The state’s decision to give Saugus $500,000 to start the Water Street bridge’s replacement is a positive step in the right direction to eliminating dangers above area roadways.

The bridge is more than a century old and the state money will initially pay for what will probably be an expensive and time-consuming process to replace the bridge on the town’s border with Wakefield. It is hoped the Water Street bridge project is a hint at an accelerated state and federal effort to get aging and decaying bridges across the nation fixed or replaced.

Bridges in Massachusetts and other states were built, in many cases, to accommodate traffic from a simpler time when fewer vehicles moved across bridges and mega-trucks carrying enormous loads had yet to be invented.

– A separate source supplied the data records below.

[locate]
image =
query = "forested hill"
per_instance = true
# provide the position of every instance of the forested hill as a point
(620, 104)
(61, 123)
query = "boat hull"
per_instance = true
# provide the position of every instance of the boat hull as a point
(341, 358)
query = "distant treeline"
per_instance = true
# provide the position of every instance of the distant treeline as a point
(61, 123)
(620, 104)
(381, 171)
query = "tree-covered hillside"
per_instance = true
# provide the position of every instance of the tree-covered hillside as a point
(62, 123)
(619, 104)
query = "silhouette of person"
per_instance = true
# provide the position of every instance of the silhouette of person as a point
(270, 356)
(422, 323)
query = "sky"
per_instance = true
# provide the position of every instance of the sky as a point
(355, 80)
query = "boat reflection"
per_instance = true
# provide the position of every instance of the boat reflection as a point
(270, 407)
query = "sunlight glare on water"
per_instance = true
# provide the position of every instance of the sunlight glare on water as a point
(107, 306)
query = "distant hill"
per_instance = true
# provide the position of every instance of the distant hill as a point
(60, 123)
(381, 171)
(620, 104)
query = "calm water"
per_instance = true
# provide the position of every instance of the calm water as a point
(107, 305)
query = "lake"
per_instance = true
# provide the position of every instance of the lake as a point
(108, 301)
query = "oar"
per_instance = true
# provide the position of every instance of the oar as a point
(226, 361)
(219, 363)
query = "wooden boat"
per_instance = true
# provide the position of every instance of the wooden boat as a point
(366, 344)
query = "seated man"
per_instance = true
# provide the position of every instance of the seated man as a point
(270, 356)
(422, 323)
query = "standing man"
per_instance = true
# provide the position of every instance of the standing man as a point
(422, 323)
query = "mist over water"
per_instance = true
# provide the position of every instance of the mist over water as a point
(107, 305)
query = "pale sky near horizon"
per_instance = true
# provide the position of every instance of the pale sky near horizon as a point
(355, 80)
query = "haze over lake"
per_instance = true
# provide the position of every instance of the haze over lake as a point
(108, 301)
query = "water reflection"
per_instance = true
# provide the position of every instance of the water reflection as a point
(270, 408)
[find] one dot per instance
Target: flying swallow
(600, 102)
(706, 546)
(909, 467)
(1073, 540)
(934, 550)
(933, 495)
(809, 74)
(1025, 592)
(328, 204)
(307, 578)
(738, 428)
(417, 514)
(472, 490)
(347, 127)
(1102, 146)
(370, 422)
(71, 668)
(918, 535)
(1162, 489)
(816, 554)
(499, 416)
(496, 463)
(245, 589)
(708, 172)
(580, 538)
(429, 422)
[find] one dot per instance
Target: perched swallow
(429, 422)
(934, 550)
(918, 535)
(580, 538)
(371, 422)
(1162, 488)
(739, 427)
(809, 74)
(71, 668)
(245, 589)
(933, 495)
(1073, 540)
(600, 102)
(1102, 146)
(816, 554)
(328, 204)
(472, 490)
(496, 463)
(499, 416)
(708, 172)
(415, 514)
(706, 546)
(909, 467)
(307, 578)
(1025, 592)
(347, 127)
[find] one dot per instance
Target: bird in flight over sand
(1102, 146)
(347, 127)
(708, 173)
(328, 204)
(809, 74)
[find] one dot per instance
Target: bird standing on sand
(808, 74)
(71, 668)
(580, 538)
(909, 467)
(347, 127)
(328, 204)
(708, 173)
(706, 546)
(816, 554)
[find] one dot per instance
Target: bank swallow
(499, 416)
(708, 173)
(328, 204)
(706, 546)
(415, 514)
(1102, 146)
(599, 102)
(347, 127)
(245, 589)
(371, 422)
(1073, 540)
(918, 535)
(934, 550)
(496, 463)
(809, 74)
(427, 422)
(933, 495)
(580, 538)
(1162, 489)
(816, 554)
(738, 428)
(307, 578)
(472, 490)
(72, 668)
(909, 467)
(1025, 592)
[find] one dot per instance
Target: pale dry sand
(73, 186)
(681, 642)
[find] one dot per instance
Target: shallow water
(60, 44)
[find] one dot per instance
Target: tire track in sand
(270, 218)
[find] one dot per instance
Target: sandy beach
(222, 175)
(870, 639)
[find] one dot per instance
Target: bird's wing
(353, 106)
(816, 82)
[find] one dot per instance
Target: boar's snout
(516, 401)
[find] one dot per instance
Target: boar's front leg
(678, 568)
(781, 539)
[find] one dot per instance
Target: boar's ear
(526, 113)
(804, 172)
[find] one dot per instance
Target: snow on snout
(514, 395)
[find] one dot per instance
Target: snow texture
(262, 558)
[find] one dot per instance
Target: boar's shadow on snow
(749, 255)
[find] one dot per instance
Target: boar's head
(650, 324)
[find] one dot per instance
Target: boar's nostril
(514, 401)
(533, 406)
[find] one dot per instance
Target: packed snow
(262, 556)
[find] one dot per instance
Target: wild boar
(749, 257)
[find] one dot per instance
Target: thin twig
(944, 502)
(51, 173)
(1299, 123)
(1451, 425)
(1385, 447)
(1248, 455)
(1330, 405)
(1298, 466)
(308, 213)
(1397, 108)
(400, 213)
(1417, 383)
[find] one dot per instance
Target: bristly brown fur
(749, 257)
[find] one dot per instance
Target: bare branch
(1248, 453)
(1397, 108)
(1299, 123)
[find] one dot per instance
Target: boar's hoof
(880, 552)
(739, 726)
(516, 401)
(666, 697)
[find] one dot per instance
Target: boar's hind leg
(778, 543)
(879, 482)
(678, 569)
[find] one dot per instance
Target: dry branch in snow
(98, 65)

New England weather and proximity in the case of coastal communities has hastened the demise of many bridges to the point where they have become dangerous potential disasters.

Bridges are never an easy fix. Anyone familiar with town bridges spanning the Saugus River knows the amount of time and traffic detouring required to get those bridges replaced and the work continues.

Bridge projects require detouring drivers or shutting down lanes and contributing to traffic tie-ups on already-overcrowded roads. They involve engineering and structural work that takes time and money to accomplish.

But bridge repairs cannot be ignored. News reports periodically highlight horror stories about concrete chunks or metal falling from elderly bridges onto vehicles. More than one bridge in the state has been closed down or posted with state warning signs prohibiting truck traffic.

Focusing on violence

Ironically, the same strategy that set the stage for bridge construction across the nation 80 years ago makes sense today. The Great Depression spawned federal project agencies that built bridges and put the unemployed to work.

A new national commitment funded by federal dollars to fix up thousands of bridges needs to be entertained and launched. More exciting transportation projects or alternate energy endeavors should be put on hold in order to channel money into bridge building.

Municipal spending, even state dollars, don’t come close to covering costs for pricey bridge projects — even ones as relatively small as the Water Street bridge. Failure to repair and replace bridges will lead to an economic injury caused by detours and traffic tie-ups around closed bridges.